In 1965, I was in junior college, unmarried, and poor, with no prospects, interests in, or capabilities for, raising a child. It was a month before I admitted to myself that a rubber had to have failed during intercourse somewhere along the line. My Catholic boyfriend pretty much left things up to me, but even if he had protested or offered to marry me, my personal decision about MY pregnancy was instinctive from the first.
I wanted an abortion. I needed an abortion. And I would get myself an abortion somehow, no matter what.
I had three choices in 1965. Try to get an abortion from a local back-alley abortionist; try to find a local physician who would quietly and discreetly eliminate my problem for a very large fee; or, leave the country and get an abortion outside the U.S. also for a fee.

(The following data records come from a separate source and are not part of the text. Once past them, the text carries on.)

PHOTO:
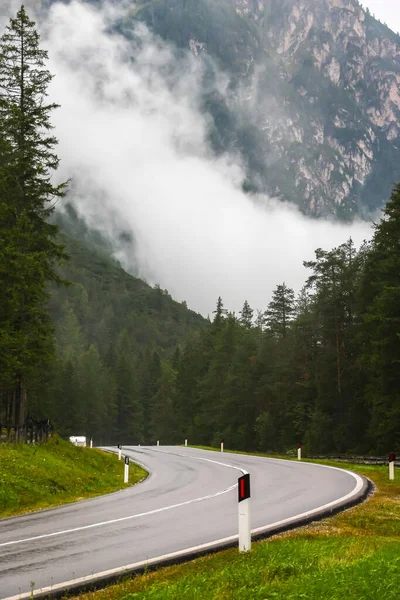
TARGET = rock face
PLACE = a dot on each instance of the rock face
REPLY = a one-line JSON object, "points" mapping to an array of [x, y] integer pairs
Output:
{"points": [[314, 100], [314, 103]]}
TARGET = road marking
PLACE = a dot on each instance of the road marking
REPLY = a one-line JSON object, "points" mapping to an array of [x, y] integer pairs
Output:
{"points": [[120, 571], [120, 520], [139, 515], [42, 592]]}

Actually finding someone to perform the abortion took me a second month of frantic calling, asking, and searching -- without my (disapproving) family or authorities finding out. A third month was spend accumulating and borrowing the money; connecting with a trusted friend in L.A.; and, making arrangements to drive across the border into Tijuana to have the abortion.
By the time my friends and I got to the Paris Clinic, in Tijuana, Mexico I was about 14 weeks pregnant, but I wouldn't have cared if I was 20 weeks or more pregnant. If the trip to Mexico hadn't been possible, I would have resorted to a knitting needle or coat hanger. I know I would have.
Luckily for white, middle-class me, I had an expensive, ($650) very clean, safe, sterile abortion, performed by a pair of wonderful young physicians -- who I actually ran into in Matzatlan, 3 years later when I chaperoned one of my sister's friends down to Mexico for her abortion. I have never regretted chaperoning and encouraging other women to have their abortions before Roe vs. Wade either.
But most important of all, I have never ever regretted my own abortion. The sense of relief and happiness at knowing I was no longer pregnant was indescribable. Frankly, I am one of those people who not only approves of abortion, I actively support it as a back-up measure of birth control at every opportunity. I do not believe that embryos are humans, and I firmly believe it is insane that women should be expected to feel shameful or punish themselves for choosing to control their own reproductive capabilities and choices any way they choose.
I'm not sorry. I never have been. I never will be.